Who trades commodity and futures contracts
Hedgers and speculators, the hedger is the business who will need the underlying commodity. For example Kellogg’s will know how much wheat it will need for its products on a certain date. They will then enter in a long contract and buy the futures on wheat. Delivery is when the actual commodity is delivered to the person or business. With Kellogg as the buyer, they would take the actual delivery of all that wheat. Hedging can also work with individuals. You have a large portfolio of stocks, you think the market is going down, so you sell the market, sell an S&P 500 contract and the market goes down. You lose money in your stocks portfolio but you gain the profits on your futures contract.
Speculators are traders who are trying to make money by judging the price movements of the commodity they are trading. Speculators have no interest in taking delivery of any of the commodities they trade. A lot of money can be made quickly in futures trading, and a lot can be lost just as fast. Commodity futures trades are highly leveraged with the trader putting up a small fraction of the cost of the trade, maybe 10 or 15%, this is called margin. This is good faith money, not a down payment. If the trade starts going the wrong way, the trader gets what’s called a margin call, where more money is needed into the account to bring up the margin up to the minimum maintenance margin, which can be different for each type of commodity.
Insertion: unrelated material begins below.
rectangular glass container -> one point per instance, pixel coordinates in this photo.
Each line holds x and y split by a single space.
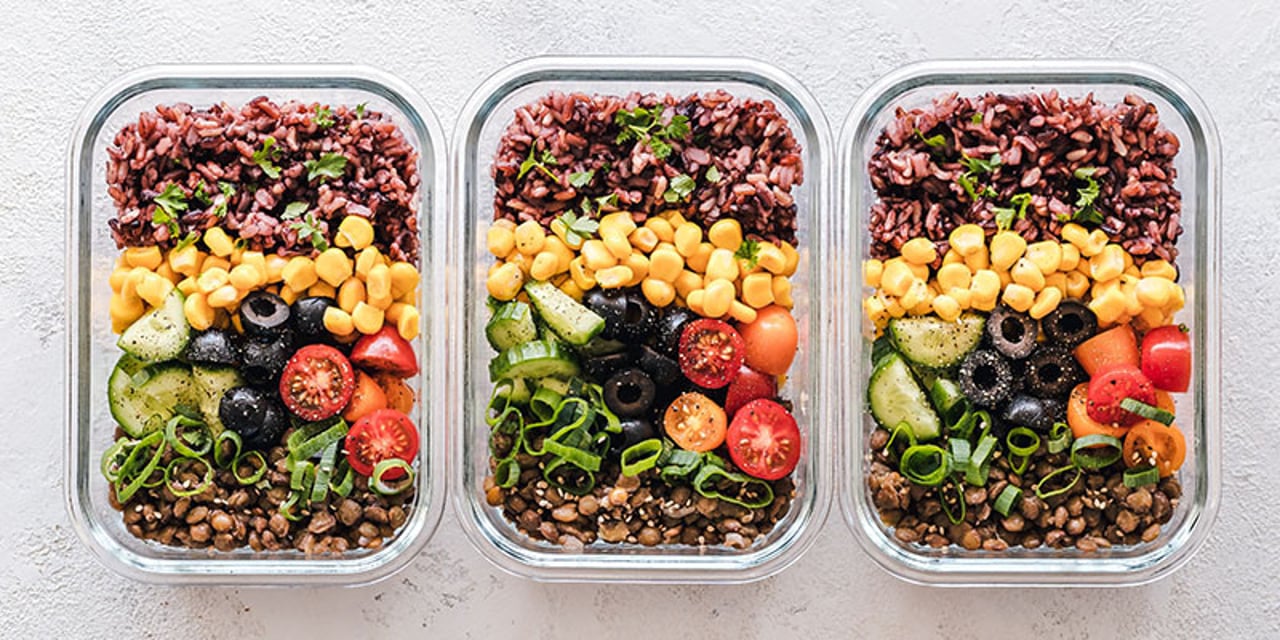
91 344
480 126
1198 412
Opening a futures trading account
You need to find a futures broker and then read and sign the agreement. Commissions aren’t expensive and depending on the amount of money in your account can be around $18 per round trip (a buy and a sell).
Example commodity and futures trades
Every commodity has a contract size. A few examples, one gold contract is equal to 100 troy oz. Wheat is 5,000 bu (bushels) and light crude oil is 1,000 bbls (barrels) or soybeans at 5,000 bu per contract.
In January you believe the price of soybeans is going to go up by mid summer, you decide to buy one July soybean contract. You put down the initial margin amount of $2,000. The current July contract is $7.00 and you buy one for a value of $35,000 (7 x 5,000 bu per contract). By April the July contract has risen to $7.50 and you decide to sell that one contract for a profit of $2,500 (.50 x 5,000 bushels). If the price of soybeans had gone down by .50, you would have lost $2,500.
Gold is $800; buying one gold contract would cost you $80,000. Remember, one contract is 100 ounces, $800 x 100 ounces = $80,000. Not many could afford to risk that or would they want to. With leverage you could enter this type of trade using just 10% of your money. So this one gold contract (100 ounces) would now put $8,000 at risk. This is an initial “investment” of $8,000 with $72,000 leverage. This 100-ounce contract will move $1,000 for every $10 move in the price of gold itself. (Price move x contract size, $10 x 100 oz. = $1,000).
With the actual money you have invested, this $10 increase in $800 gold is only a 1.25% increase. But the leveraged contract you have, the gain is 12.5% ($1000/$8000 = 12.5%). Remember you multiply the gains by 100 oz so the $10 gain x 100 oz = $1000 gain on your originally invested amount of $8,000. Now that’s quit a nice gain and that’s how leverage in futures trading can make you money fast.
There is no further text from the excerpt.